Des propos glaçants

Une mère de famille a pris la parole au sujet de son fils, mis en examen dans le cadre de l'assassinat du jeune Louis, survenu à Narbonne. Dans un entretien rendu public, elle déclare sans ambages : « Ce n'est plus mon fils » et ajoute « je le bannis complètement ». Selon ses dires, la rupture est consommée depuis qu'elle a pris connaissance des charges qui pèsent sur l'adolescent. « Je ne peux pas appeler ça mon fils », insiste-t-elle, évoquant l'horreur que lui inspire l'acte reproché.

Un rejet qui interroge le droit

Ces déclarations ont immédiatement relancé le débat sur la possibilité juridique, pour un parent, de « renier » son enfant. En droit français, aucune disposition ne permet de rompre unilatéralement le lien de filiation, sauf dans des cas très exceptionnels comme l'adoption plénière ou une action en contestation de paternité.
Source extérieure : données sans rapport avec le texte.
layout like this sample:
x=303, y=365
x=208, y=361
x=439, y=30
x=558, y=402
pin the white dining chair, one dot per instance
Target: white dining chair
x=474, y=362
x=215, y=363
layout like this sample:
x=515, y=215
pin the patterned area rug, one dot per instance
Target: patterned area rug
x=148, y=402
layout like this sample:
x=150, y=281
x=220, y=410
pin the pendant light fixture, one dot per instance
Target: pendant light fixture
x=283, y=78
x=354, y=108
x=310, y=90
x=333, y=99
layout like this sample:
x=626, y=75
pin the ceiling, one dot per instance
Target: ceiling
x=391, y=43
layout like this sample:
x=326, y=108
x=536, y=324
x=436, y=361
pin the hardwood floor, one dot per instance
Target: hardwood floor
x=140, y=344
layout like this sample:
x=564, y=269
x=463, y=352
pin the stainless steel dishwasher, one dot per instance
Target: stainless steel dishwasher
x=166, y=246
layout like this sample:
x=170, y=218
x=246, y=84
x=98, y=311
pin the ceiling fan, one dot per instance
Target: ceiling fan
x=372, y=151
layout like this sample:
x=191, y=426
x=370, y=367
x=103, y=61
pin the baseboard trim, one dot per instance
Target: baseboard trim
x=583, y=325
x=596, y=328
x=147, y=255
Le lien juridique entre un parent et son enfant demeure, quels que soient les actes commis par ce dernier. Certains parents tentent parfois de déshériter leur progéniture par testament, mais cette voie est également encadrée par la réserve héréditaire qui protège les enfants.
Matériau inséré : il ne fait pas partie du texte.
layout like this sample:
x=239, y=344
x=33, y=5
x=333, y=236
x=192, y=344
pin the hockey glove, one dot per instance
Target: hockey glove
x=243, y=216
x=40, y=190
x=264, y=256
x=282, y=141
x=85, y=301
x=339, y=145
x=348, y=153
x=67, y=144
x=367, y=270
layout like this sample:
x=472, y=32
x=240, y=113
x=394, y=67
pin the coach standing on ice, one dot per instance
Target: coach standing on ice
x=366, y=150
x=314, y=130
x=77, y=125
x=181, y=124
Un crime qui a bouleversé la ville

Le drame s'est déroulé à Narbonne, dans l'Aude. Louis, un adolescent, a été mortellement agressé. Plusieurs suspects, dont le fils de la mère qui témoigne, ont été mis en examen pour assassinat. L'affaire avait suscité une vive émotion dans la région et au-delà, conduisant à des hommages et à une mobilisation contre les violences entre jeunes. L'enquête se poursuit sous l'autorité du parquet et du juge d'instruction.
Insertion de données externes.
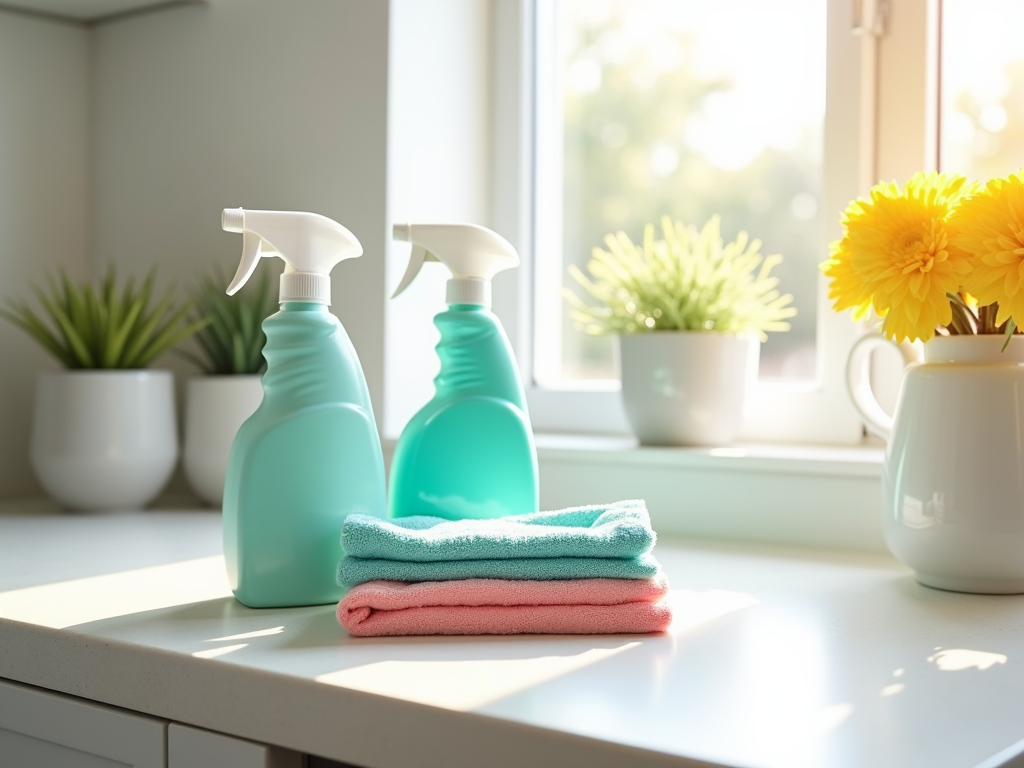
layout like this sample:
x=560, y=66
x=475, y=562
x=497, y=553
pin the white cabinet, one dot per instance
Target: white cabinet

Des questions sur l'avenir du lien familial

Au-delà de l'émotion, le témoignage de cette mère pose la question de la réaction des familles face à l'indicible. « Ce n'est plus mon fils » : cette phrase, plusieurs fois répétée, traduit un sentiment d'effondrement et d'impuissance. L'avocate de la famille de la victime a indiqué comprendre la détresse de cette mère, tout en rappelant que la justice suivra son cours. Le suspect, quant à lui, reste présumé innocent jusqu'à ce qu'un éventuel jugement soit rendu.

Les proches de Louis, de leur côté, attendent des réponses et espèrent que toute la lumière sera faite sur les circonstances du drame. Une marche blanche avait eu lieu quelques jours après les faits, rassemblant plusieurs centaines de personnes sur le lieu de l'agression.